La Chambre de Commerce de Londres reconnaît donc la présence de produits offerts en abondance, mais l'absence de pouvoir d'achat.
Offre possible abondante. Mais demande effective insuffisante. La demande réelle (celle qui est créée par le besoin) ne manque pas ; mais la demande effective (celle qui est soutenue par l'argent) fait défaut.
Le rapport revient sur cette constatation à la page 10 :
"Après la dernière guerre, il y avait dans le monde plus de main-d'œuvre experte, plus de capital-outillage, plus de source de matière première en fonctionnement, qu'au commencement de la guerre. Le monde était donc devenu potentiellement plus riche. Cependant, au lieu d'équilibrer la demande effective avec l'offre, accentuant même la demande effective pour stimuler l'offre, on a jeté du capital-outillage au rebut, on a limité ou détruit les approvisionnements de matière première, on a empêché des millions d'hommes de produire ; dans quelques cas, on a même payé des hommes pour ne pas produire."

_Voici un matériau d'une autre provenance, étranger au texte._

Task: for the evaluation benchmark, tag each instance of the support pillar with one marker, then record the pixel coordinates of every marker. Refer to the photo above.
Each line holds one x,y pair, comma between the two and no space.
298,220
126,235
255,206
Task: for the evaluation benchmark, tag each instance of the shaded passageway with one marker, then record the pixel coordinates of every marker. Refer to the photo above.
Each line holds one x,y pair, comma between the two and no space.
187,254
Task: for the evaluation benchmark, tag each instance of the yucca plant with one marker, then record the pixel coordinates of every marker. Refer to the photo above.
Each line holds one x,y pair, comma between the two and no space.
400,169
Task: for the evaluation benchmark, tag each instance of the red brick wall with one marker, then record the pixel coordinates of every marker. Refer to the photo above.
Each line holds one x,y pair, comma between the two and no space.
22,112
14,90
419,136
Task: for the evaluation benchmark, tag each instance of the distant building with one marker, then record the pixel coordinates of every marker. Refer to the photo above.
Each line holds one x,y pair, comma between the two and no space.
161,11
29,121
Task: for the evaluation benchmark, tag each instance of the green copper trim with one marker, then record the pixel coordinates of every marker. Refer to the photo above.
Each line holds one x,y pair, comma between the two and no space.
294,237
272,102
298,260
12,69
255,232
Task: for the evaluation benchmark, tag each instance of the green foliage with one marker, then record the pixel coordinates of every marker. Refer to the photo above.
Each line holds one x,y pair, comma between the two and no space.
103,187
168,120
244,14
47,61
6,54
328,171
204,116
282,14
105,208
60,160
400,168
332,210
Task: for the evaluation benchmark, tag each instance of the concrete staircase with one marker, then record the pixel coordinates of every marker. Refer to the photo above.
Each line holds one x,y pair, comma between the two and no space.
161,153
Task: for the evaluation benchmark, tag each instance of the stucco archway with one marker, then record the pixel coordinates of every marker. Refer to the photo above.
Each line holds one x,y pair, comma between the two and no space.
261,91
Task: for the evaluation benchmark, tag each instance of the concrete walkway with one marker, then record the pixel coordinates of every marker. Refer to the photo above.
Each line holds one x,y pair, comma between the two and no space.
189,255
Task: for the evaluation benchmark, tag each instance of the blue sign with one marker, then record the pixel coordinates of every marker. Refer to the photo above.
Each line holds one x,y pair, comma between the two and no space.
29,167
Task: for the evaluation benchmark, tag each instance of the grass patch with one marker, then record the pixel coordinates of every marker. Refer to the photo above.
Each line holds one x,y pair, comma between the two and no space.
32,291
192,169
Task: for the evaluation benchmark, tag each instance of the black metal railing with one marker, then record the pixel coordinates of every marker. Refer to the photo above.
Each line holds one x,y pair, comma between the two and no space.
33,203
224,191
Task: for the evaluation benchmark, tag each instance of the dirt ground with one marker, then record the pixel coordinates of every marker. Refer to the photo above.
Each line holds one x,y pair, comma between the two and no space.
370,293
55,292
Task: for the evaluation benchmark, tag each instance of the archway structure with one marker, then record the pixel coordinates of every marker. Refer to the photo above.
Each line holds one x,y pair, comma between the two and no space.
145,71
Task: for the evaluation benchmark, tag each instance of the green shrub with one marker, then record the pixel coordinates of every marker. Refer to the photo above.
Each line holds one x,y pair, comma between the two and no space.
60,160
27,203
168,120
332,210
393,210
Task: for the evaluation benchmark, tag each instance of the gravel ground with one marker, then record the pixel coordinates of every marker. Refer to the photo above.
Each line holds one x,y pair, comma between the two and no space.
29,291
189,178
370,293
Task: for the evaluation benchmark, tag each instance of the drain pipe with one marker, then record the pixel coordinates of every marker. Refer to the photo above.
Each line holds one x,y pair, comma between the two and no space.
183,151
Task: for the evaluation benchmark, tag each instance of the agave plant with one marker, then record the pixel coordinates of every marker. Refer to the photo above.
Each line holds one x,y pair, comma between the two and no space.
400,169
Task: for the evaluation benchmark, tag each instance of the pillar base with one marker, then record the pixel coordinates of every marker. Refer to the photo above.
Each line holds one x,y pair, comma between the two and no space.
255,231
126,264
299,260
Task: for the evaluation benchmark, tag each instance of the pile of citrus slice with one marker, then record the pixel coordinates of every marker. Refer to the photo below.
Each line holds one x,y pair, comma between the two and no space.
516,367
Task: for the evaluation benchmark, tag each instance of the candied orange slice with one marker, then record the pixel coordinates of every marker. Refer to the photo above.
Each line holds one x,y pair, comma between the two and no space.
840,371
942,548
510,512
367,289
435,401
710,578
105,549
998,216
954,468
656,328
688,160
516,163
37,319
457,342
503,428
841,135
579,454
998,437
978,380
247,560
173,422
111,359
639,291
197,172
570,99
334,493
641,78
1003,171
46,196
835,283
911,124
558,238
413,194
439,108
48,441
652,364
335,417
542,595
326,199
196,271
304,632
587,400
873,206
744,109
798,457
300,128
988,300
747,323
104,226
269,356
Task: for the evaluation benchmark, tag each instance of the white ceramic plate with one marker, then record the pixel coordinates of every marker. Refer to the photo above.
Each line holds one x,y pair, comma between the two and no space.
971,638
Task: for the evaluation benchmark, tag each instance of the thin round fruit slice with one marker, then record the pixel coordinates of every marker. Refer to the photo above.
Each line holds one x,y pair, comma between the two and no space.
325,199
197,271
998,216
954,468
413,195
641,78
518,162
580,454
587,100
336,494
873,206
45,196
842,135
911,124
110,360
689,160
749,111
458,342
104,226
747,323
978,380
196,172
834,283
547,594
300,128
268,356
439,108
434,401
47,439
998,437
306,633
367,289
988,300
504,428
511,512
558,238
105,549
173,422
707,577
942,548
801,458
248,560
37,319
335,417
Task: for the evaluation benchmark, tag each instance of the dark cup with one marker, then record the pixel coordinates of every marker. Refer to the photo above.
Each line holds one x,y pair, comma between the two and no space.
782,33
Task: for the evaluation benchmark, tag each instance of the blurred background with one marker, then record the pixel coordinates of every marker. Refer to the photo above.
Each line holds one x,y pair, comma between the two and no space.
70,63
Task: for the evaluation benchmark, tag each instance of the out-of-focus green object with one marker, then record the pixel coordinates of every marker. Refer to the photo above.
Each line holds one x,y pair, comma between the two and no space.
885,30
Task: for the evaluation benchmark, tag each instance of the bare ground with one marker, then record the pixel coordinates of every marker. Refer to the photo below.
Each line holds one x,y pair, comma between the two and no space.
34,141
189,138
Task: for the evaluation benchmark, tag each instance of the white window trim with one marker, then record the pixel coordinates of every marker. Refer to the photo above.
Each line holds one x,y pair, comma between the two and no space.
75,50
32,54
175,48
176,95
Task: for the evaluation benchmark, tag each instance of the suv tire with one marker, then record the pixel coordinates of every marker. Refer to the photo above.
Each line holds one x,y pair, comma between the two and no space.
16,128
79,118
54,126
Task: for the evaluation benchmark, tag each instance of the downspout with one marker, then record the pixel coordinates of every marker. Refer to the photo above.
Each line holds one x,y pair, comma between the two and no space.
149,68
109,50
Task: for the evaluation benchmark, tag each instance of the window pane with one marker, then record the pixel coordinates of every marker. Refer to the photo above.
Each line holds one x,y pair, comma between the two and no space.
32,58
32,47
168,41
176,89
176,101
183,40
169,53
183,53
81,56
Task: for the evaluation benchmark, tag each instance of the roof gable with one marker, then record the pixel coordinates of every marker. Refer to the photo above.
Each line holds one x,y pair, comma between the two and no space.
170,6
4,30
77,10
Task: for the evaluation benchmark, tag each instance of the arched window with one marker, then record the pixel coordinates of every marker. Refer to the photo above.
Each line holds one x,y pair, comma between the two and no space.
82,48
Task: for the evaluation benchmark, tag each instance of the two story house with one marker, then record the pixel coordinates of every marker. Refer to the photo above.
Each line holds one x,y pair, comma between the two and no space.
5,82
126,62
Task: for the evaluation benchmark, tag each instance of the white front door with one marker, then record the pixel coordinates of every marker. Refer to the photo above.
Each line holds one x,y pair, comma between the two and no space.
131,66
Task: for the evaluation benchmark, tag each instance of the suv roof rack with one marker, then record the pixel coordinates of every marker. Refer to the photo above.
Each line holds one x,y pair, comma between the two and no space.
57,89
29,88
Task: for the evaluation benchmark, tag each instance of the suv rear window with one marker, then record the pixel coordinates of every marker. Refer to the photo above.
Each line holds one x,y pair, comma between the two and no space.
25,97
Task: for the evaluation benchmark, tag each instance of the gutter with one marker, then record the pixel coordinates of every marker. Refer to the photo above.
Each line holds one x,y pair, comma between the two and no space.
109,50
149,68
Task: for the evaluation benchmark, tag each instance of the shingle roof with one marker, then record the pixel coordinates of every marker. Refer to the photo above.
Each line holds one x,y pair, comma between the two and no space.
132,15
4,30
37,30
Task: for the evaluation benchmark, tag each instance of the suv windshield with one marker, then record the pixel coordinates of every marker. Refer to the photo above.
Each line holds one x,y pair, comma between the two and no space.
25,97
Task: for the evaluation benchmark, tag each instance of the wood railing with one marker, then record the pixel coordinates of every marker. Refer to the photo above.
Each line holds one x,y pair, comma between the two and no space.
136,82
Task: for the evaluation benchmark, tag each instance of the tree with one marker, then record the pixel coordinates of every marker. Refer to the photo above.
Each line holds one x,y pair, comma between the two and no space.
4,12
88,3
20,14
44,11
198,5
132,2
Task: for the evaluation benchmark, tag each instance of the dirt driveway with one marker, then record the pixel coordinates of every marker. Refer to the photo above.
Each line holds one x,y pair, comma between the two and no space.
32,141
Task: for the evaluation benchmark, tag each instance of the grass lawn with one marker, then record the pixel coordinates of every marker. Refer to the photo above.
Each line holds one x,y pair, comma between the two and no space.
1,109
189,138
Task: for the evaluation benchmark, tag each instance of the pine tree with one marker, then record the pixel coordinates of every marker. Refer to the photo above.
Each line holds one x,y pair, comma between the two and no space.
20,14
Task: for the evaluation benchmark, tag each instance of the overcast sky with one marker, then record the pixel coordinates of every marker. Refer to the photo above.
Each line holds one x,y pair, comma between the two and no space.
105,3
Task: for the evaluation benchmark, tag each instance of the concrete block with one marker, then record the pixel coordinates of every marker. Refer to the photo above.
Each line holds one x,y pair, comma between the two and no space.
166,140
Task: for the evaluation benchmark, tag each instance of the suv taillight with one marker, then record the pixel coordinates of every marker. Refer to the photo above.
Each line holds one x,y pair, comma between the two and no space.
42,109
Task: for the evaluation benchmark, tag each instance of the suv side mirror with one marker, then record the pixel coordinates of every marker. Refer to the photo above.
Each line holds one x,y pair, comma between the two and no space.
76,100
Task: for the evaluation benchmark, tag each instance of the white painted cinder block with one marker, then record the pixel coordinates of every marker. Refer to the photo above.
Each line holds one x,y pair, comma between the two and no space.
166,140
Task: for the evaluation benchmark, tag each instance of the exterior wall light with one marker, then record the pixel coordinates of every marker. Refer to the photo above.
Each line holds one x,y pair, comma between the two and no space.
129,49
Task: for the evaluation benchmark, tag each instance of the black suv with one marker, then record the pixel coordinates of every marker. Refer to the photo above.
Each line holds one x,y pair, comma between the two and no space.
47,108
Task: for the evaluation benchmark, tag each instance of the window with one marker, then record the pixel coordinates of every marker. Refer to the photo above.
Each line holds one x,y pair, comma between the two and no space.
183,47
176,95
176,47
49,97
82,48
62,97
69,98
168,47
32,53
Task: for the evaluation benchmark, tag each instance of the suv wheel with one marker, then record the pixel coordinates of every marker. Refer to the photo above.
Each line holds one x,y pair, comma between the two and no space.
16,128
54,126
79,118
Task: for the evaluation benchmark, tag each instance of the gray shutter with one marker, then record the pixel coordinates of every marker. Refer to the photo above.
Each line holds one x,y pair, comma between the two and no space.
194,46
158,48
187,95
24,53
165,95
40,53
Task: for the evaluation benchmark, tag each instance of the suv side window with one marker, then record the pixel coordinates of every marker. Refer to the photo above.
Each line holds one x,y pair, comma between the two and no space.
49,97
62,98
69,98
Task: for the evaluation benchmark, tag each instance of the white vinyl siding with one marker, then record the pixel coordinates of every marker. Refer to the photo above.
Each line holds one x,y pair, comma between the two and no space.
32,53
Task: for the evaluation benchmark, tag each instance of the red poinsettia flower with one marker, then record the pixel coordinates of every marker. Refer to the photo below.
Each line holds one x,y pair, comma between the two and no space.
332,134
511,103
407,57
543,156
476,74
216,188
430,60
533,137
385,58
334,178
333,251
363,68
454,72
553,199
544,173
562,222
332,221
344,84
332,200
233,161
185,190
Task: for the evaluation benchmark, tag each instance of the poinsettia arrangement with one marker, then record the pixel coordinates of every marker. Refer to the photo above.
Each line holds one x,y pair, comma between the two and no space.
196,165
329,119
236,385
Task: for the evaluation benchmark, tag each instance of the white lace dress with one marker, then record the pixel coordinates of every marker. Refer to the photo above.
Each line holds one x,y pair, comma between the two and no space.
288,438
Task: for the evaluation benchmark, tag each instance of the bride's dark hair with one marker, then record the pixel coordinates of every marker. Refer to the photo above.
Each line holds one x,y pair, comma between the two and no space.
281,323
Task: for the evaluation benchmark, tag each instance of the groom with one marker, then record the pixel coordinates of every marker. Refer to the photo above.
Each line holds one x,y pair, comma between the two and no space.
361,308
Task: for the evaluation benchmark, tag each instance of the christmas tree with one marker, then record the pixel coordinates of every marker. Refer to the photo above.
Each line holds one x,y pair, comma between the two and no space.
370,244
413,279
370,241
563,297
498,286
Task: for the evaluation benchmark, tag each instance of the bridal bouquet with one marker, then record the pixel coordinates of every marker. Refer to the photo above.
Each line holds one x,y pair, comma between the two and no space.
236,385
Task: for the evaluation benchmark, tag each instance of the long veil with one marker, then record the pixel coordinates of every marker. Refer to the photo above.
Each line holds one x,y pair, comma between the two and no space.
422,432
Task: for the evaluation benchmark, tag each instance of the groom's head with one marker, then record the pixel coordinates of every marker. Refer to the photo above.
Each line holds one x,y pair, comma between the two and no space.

"Au lieu d'égaler l'offre à la demande effective (comme par le passé), la Chambre de dommerce préconise qu'à l'avenir la demande effective soit égalée à l'offre."
Parmi les problèmes fondamentaux qu'un système satisfaisant doit résoudre, la Chambre mentionne donc, sans entrer dans les détails de la technique d'application :
"La distribution interne du pouvoir d'achat (argent) nécessaire pour permettre à la nation d'acheter toute sa production. Si cela était fait, la nation pourrait également consommer les produits des autres nations qu'elle importerait en échange de la partie de ses propres produits dont elle n'a pas besoin."
Le rapport traite assez explicitement des relations d'échange entre les divers pays, à la lumière des réalités auxquelles le signe doit plier, et non pas d'après un signe contrôlé arbitrairement auquel les réalités doivent se subordonner. _
La Chambre de Commerce de Londres compte, comme membres actifs, 9,000 firmes et compagnies. En outre, 39 associations commerciales et industrielles, avec un effectif de 50,000 membres, lui sont affiliées et sont représentées dans son conseil.
C'est donc, semble-t-il, un corps important dont le rapport devrait avoir un certain poids.
Mais ce rapport a le défaut de critiquer la finance "orthodoxe" et de réclamer une économie nouvelle, une économie de distribution "vingtième siècle". Il n'en faut pas plus pour lui fermer les avenues de la publicité.
On fera beaucoup plus de tapage autour des plans sortis des têtes de diplômés de l'École Économique de Londres. Ceux-ci ne font pas mal à la finance orthodoxe.
Au comité fédéral de la restauration d'après-guerre, présidé par le Dr. Cyril James, diplômé de l'École Économique de Londres, on a demandé au docteur James son opinion sur ce rapport de la Chambre de Commerce de Londres. Il a répondu en substance : "Je ne le sais vraiment pas ; je n'ai pas pris la peine de le lire, ou si je l'ai lu, je ne me suis pas appliqué à le retenir." (Hansard, 24 mars, p. 1584).
Le Dr. James préfère ses plans. Ses plans qui ne dérangeront pas la féodalité financière. Ses plans qui, disait-il récemment au Sénat, peuvent augmenter graduellement la prospérité du Canada tout en ne faisant que doubler sa dette nationale durant les cent prochaines années.
D'abord, c'est à voir si la dette nationale ne fera que doubler en cent ans. Elle grimpe à une autre allure pendant cette guerre-ci, et qui nous garantit que les plans du Dr. James empêcheront une autre guerre ? Ne faudra-t-il pas donner des chances de faire des plans à d'autres faiseurs de plans de son école ?
Puis, pourquoi faut-il que le Canada augmente sa dette lorsqu'il se développe ?
Les gouvernants du jour — les mêmes qui ont lamentablement failli à leur tâche pendant dix années de misère en face de l'abondance — peuvent fermer l'oreille aux voix qui réclament une économie nouvelle et s'en remettre aux derniers des Mohicans de l'économie-dette. Mais l'Union des Électeurs grossit et se charge, soit de décrotter certaines méninges, soit de leur désigner un coin dans les musées des antiquités curieuses.